State postpones Zimovia Highway concrete repaving work to spring

Though the state Department of Transportation had hoped and planned to pave the rebuilt section of Zimovia Highway in the landslide area by early this month, the weather did not cooperate and the concrete work has been postponed to at least March.

“It isn’t working out in our favor,” Chris Goins, the department's regional director for Southeast, said of the gusty winds that blew through town before and after Christmas, forcing the rescheduling.

Until it warms up and winter storms are past, drivers will see a crushed-rock surface for several hundred feet as they travel across the damaged section at 11-Mile Zimovia Highway.

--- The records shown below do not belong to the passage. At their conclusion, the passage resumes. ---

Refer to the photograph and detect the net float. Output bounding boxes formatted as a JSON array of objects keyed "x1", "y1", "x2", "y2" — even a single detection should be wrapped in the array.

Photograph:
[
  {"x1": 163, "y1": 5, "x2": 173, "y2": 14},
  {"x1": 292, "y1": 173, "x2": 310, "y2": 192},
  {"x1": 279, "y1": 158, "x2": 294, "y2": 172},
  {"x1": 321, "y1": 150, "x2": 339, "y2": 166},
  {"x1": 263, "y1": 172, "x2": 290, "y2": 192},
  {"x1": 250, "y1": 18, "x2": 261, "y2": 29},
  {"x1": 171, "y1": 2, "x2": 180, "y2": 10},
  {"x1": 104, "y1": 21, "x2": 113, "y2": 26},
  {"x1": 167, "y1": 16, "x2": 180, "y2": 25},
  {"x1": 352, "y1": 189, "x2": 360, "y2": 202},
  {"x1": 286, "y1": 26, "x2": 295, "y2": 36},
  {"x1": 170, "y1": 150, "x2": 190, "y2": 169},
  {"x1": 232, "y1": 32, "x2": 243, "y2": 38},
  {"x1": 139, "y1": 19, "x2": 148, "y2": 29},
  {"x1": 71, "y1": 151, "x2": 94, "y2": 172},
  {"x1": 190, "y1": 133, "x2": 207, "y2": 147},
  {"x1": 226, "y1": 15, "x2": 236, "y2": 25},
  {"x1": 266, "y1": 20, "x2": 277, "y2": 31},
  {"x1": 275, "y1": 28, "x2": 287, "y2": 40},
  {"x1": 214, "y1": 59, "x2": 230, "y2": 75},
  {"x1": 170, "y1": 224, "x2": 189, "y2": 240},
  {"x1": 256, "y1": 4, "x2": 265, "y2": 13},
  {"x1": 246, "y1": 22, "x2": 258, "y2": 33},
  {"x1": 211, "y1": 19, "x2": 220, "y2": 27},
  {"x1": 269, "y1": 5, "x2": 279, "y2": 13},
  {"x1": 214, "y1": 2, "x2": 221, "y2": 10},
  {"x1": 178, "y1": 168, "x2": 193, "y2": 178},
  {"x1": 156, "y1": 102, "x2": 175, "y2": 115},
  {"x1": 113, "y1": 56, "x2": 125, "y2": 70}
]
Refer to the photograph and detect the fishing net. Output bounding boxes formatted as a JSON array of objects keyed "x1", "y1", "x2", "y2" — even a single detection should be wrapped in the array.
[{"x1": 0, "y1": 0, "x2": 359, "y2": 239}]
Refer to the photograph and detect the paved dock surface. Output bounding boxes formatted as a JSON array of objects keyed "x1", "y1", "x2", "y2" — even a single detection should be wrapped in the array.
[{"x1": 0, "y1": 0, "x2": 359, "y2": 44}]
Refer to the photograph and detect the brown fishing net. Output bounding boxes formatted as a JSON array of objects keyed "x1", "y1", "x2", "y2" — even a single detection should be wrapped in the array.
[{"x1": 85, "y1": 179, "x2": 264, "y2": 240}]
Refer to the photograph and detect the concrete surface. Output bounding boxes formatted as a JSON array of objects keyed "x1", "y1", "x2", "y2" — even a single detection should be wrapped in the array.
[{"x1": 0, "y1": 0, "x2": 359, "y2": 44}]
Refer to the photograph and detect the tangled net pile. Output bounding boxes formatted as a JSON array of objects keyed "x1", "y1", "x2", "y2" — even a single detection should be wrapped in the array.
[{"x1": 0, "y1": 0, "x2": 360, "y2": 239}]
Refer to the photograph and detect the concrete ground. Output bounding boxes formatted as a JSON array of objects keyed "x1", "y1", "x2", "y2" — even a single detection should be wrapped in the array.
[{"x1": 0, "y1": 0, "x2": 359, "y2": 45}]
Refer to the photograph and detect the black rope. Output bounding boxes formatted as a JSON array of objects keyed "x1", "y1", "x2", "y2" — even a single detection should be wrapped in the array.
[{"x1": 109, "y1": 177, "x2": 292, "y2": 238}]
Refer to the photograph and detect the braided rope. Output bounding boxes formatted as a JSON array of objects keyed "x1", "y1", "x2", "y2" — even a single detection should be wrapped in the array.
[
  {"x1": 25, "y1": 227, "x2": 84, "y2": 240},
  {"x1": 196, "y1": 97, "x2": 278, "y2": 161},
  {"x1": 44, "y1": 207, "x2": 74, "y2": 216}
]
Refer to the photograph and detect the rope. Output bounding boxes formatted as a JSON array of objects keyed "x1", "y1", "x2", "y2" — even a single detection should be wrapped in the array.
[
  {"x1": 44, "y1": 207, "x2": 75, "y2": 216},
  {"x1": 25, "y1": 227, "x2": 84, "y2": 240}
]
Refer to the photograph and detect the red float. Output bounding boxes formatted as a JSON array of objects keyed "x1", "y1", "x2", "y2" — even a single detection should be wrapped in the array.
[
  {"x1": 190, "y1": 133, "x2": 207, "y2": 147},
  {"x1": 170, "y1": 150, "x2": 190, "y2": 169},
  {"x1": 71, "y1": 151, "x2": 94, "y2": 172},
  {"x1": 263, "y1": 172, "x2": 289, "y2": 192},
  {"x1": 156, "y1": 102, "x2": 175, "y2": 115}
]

Though the department planned to use a cold-cure concrete that can set up so long as temperatures stay above freezing, it was the wind that created the bigger problem, Goins explained Dec. 26. The large insulating blankets, measuring about 6 feet by 25 feet, that crews would have used to cover the concrete while it cured would have blown away in the winds.

It also would have been costly to keep concrete workers on standby in town, waiting for a consistent stretch of good weather to pour and smooth the surface of the new pavement, he said. It would have taken more than a week in total, allowing time for one lane to cure before moving to the other lane.

“The decision to use gravel is due to forecasted high winds and heavy rain, followed by cooler temperatures unsuitable for the proper curing of concrete,” the department posted on Dec. 23.

The state has additional rock on hand in Wrangell to fill in any potholes that develop in the temporary surface until it is paved, Goins said.

The highway was reopened to two-way traffic 24 hours a day through the patched area on Dec. 23, Goins said. New, larger culverts are in place to move runoff water under the highway, and the shoulders and drainage have been repaired after the deadly Nov. 20 landslide damaged the highway and took out about 200 feet of asphalt.

The department has concrete and all the material in town that it will need for the paving, Goins said. As soon as the weather cooperates, which he guessed at March, the contractor will go to work paving the road surface with six inches of concrete.